Author: Paul Duncan Morris

Publisher: University of Toronto Press

Published: 2011-09-03

Total Pages: 481

ISBN-13: 1442613327

DOWNLOAD EBOOK

Morris re-evaluates Nabokov's poetry and demonstrates that poetry was in fact central to his identity as an author and was the source of his distinctive authorial - lyric - voice.


Vladimir Nabokov and the Art of Painting

Vladimir Nabokov and the Art of Painting

Author: Gerard de Vries

Publisher: Amsterdam University Press

Published: 2006

Total Pages: 260

ISBN-13: 9789053567906

DOWNLOAD EBOOK

Studie van de verwijzingen naar beeldende kunst in het werk van de Russisch-Amerikaanse schrijver (1899-1977).


Nabokov at the Limits

Nabokov at the Limits

Author: Lisa Zunshine

Publisher: Routledge

Published: 2013-06-17

Total Pages: 326

ISBN-13: 1135658773

DOWNLOAD EBOOK

The eleven contributors to this volume investigate the connections between Nabokov's output and the fields of painting, music, and ballet.


Vladimir Nabokov

Vladimir Nabokov

Author: M. Glynn

Publisher: Springer

Published: 2016-04-30

Total Pages: 208

ISBN-13: 1137109076

DOWNLOAD EBOOK

Glynn provides a new reading of Vladimir Nabokov s work by seeking to challenge the notion that he was a Symbolist writer concerned with a transcendent reality.
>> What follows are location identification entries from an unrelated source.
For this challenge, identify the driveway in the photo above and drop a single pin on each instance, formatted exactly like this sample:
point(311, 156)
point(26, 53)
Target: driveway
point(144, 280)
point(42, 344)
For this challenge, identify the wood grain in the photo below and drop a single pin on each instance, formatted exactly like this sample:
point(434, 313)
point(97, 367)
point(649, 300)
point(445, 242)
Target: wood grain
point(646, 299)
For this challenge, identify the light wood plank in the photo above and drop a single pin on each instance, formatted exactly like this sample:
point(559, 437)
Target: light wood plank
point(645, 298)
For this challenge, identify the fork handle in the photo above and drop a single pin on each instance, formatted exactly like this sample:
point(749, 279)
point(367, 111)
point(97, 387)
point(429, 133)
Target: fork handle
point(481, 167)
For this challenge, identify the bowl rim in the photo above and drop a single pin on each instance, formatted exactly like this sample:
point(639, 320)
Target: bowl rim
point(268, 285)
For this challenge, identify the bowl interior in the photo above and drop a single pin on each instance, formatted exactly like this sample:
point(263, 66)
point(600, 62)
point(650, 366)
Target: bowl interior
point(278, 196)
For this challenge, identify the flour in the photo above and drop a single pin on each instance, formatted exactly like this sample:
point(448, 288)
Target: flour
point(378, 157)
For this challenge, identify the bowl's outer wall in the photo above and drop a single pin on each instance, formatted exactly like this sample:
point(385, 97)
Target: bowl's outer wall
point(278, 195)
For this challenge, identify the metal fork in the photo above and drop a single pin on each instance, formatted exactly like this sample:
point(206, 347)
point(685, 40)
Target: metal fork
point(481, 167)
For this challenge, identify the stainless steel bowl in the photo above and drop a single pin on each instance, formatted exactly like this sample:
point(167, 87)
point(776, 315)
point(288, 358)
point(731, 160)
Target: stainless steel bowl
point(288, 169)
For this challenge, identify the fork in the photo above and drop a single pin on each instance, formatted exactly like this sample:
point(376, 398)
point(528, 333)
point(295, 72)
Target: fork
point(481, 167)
Glynn argues that Nabokov s epistemology was in fact anti-Symbolist and that this aligned him with both Bergsonism and Russian Formalism, which intellectual systems were themselves hostile to a Symbolist epistemology. Symbolism may be seen to devalue material reality by presenting it as a mere adumbration of a higher realm. Nabokov, however, valued the immediate material world and was creatively engaged by the tendency of the deluded mind to efface that reality.